Obstetricians and gynecologists in their expanded role as the primary physician to women, however, are the first physicians to see the patient with breast complaints. They are the patient's last best hope in overcoming the indifference and inadequacy of our present health care dilemma. Patients increasingly rely on their primary care physician not only for relief of symptoms but also as a source for appropriate and expert referral. These physicians bear the double burden of making the correct diagnosis and recommendations appropriate to referral, unfortunately often associated with litigation.
The American Cancer Society has predicted that there will be 192,200 new breast cancer cases in the United States in 2001.11 In contrast, several million women will have symptoms and signs related to benign breast disease. They are the under-served and in many cases, inadequately managed patients. Unfortunately, the diagnosis of benign breast disease frequently is associated with inaccurate clinical descriptions, an incomplete pathology diagnosis, and the treatment in many cases is unsupported by scientific evidence. The evaluation and treatment of the dominant mass, because of its litigious implications is managed in a more structured and effective setting. The general surgeon seldom sees patients with pain and fibrocystic changes and even nipple discharge since these are not considered operative cases. The result is that except for the patients with breast cancer for which there are formal treatment guidelines, patients either receive inappropriate treatment or are shuffled between their primary care physician and the emergency room.

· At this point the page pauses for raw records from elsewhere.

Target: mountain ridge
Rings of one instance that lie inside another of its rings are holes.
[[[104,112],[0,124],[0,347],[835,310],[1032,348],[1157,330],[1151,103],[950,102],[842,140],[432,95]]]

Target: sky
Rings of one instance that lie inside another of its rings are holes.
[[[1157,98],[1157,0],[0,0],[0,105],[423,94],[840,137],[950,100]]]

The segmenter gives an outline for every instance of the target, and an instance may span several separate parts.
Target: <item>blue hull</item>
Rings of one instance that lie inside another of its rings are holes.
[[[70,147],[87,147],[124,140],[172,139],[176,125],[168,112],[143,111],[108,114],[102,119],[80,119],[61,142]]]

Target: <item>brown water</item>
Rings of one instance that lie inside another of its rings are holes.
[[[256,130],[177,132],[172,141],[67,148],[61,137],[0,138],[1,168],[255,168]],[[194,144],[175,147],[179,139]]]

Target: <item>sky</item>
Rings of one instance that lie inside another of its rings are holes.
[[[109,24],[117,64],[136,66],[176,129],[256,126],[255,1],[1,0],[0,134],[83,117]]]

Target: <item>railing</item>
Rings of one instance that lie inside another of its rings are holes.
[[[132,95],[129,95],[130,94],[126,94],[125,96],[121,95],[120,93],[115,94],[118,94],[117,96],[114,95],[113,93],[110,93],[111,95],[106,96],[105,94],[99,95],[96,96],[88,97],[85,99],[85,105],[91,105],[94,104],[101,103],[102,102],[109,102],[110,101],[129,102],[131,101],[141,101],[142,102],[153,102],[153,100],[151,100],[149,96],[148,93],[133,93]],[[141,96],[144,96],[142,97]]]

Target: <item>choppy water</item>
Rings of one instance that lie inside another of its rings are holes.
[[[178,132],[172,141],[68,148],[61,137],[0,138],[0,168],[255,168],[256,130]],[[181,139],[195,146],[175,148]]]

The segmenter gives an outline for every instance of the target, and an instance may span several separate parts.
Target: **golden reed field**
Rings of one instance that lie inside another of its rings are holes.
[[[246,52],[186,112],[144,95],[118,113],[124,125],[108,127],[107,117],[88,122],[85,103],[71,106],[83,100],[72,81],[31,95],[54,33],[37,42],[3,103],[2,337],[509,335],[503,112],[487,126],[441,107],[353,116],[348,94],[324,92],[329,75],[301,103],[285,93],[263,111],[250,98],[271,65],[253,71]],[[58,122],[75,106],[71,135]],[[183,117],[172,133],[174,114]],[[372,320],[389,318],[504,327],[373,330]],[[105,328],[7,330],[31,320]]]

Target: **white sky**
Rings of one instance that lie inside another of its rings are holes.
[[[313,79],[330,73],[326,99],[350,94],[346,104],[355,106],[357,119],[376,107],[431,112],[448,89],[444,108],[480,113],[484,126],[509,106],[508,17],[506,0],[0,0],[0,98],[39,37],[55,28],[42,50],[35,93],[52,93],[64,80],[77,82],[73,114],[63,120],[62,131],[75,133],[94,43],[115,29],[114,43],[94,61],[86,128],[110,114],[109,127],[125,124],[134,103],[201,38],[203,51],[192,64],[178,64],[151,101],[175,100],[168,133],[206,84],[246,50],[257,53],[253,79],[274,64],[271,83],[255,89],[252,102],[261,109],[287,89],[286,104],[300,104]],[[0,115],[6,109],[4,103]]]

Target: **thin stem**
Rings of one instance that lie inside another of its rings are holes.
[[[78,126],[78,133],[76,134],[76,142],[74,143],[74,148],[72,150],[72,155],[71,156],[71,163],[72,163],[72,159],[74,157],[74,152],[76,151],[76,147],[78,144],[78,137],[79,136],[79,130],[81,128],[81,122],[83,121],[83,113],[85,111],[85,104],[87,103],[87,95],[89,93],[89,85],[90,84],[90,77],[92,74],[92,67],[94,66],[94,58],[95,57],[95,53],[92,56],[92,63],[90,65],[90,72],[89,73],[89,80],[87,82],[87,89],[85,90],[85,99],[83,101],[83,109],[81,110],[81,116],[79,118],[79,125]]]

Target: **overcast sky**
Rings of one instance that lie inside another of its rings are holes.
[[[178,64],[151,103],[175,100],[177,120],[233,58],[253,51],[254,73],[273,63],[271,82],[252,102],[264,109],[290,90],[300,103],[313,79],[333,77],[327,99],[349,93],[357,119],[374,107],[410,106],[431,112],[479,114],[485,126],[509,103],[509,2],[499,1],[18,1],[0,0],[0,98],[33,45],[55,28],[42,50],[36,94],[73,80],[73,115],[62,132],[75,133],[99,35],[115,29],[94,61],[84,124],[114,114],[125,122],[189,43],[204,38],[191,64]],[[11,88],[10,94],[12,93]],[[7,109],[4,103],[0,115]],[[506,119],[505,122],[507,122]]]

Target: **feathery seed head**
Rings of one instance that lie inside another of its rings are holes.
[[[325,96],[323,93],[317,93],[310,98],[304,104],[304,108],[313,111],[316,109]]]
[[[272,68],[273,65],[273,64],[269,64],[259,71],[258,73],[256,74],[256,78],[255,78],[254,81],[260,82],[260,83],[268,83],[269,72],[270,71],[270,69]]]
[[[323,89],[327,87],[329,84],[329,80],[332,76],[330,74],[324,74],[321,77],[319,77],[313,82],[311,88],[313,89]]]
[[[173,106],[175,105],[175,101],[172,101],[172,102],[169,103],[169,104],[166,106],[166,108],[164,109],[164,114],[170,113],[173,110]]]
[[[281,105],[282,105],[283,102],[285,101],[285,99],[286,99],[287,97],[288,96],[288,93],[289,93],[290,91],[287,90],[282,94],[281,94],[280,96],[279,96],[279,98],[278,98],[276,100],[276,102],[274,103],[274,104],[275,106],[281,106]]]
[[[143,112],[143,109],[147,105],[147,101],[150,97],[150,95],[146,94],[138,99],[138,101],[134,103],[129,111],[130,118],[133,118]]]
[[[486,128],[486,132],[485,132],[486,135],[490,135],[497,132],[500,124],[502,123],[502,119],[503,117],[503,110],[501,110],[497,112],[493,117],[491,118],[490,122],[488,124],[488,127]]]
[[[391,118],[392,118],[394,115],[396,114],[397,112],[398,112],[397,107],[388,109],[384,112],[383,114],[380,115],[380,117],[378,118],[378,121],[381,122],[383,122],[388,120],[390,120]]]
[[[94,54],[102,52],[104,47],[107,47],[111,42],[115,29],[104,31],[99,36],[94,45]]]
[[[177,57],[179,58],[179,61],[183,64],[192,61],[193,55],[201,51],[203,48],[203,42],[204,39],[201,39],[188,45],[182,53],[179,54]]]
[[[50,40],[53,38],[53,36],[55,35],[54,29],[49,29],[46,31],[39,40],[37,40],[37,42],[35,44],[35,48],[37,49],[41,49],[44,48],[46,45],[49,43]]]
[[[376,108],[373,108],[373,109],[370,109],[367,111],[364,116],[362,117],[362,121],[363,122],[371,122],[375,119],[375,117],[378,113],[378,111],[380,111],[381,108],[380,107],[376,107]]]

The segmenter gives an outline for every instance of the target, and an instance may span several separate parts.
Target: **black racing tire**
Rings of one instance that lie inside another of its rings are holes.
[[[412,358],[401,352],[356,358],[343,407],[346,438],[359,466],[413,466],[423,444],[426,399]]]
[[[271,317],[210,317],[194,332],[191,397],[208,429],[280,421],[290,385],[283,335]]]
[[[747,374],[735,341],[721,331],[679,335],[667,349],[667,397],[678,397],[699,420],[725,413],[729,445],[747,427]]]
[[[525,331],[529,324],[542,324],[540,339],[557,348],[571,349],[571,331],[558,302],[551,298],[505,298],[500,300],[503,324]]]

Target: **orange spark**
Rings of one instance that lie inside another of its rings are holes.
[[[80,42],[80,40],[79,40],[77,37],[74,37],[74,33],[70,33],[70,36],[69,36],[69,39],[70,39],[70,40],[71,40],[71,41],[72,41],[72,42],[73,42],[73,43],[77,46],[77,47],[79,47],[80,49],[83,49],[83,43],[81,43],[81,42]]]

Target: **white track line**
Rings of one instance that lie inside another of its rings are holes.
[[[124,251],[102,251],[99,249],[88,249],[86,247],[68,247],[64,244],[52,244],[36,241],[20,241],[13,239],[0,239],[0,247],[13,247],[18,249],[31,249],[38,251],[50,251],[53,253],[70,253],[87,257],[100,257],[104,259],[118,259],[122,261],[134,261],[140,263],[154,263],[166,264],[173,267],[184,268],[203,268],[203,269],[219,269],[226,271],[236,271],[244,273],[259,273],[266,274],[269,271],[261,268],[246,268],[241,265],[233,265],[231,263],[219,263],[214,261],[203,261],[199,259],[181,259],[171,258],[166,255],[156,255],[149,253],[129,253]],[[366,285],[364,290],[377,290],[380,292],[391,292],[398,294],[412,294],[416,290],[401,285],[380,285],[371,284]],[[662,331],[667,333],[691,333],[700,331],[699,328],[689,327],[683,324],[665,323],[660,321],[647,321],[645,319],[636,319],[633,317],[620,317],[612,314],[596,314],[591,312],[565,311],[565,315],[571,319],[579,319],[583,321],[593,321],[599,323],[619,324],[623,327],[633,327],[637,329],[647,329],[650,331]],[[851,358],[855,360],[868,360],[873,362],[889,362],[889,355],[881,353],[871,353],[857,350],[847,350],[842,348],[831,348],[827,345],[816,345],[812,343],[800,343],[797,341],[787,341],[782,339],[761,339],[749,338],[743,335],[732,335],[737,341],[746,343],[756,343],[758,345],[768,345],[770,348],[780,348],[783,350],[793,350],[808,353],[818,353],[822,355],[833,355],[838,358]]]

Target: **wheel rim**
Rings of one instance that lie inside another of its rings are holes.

The previous editions of the Obstetrics and Gynecology Clinics of North America devoted to diseases of the breasts were published in two volumes in September and December of 1994. This single volume combines the best of the previous Clinics with appropriate updates and recommendations for the primary care physician. The first section deals with the evaluation and treatment of benign breast disease, and the second section discusses the contemporary management of breast cancer. They have been prepared with the primary care physician in mind, including an emphasis on screening, diagnostic evaluations and contemporary management strategies.
Two areas, in my opinion, benefit from additional comment—inflammations of the breast, because in our experience at the Breast Health Center they are frequently incompletely evaluated and incorrectly treated, and duct cancer in situ (DCIS) for which treatment is controversial.
The material provided represents, in my opinion, the latest and best information on the subject. I would like to thank the contributors for sharing their expertise and in doing so with enthusiasm and an eye toward the inevitable publication deadline. I would also like to thank the staff of Saunders, particularly Carin Davis, Clinics Acquisition Manager, who presided over the birth of this project and very patiently anticipated the completion of the several manuscripts. Finally, I would like to thank my staff at the Breast Health Center, Gwen La Riviere and Eleanor Hall, who have cheerfully labored through the many drafts of my articles.